I watch her, how meticulously she removes it.
While we waited for the pizza, Marsha had me sign the contract she told me about. It was pages and pages of fine print, but Marsha made me read it all, said you should never sign anything you don’t read first. Then, she brought out the pictures. Don’t know how she got them so quick, but she has each of the cops’ faces printed out clear as day, uniforms and badges with their numbers. All she’s missing is their voices, would have had me knowing each of them in half a second. Still, I remember them all, remember their skin, the way their fingers curled, every dimple, every bald spot.

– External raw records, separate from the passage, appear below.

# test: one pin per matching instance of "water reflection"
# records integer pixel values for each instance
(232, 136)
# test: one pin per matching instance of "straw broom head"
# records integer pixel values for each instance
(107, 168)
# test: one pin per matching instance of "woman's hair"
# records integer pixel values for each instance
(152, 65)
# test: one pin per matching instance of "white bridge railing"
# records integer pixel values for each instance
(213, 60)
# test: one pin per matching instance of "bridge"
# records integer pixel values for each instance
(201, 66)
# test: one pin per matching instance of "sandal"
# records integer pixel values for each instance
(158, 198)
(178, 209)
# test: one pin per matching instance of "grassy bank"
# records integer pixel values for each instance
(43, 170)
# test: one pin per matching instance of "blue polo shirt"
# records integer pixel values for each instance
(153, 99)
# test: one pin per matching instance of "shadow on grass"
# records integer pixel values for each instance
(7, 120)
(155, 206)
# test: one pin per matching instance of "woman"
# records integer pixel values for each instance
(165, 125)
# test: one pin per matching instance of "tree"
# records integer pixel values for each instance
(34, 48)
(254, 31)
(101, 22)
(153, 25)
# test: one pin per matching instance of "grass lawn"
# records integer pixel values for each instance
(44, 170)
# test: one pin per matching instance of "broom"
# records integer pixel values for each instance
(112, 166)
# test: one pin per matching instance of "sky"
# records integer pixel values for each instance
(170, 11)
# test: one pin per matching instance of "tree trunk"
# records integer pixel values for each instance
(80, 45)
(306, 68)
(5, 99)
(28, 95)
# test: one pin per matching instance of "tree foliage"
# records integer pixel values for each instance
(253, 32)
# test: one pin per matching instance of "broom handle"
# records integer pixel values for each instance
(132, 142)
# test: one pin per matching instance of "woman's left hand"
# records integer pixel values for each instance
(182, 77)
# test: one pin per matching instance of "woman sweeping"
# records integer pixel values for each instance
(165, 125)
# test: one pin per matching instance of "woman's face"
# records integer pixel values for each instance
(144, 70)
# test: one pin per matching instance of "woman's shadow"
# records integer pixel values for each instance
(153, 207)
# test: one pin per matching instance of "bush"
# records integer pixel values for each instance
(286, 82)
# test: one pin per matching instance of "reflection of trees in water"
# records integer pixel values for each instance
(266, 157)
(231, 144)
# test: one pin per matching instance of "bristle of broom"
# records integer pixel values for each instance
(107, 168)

It makes sense. That’s all I could think when I saw him: makes sense. 612’s splotches were redder in this picture, like a blush was mixed in with his usual discoloring, and he was smiling with his teeth. It looked forced. Everything with him was forced. Jeremy Carlisle stared at me through the photo the way he didn’t stare at me that morning I woke up in his bed.
612 is the one who wrote my name in his suicide note. He is the one who has set my world spinning.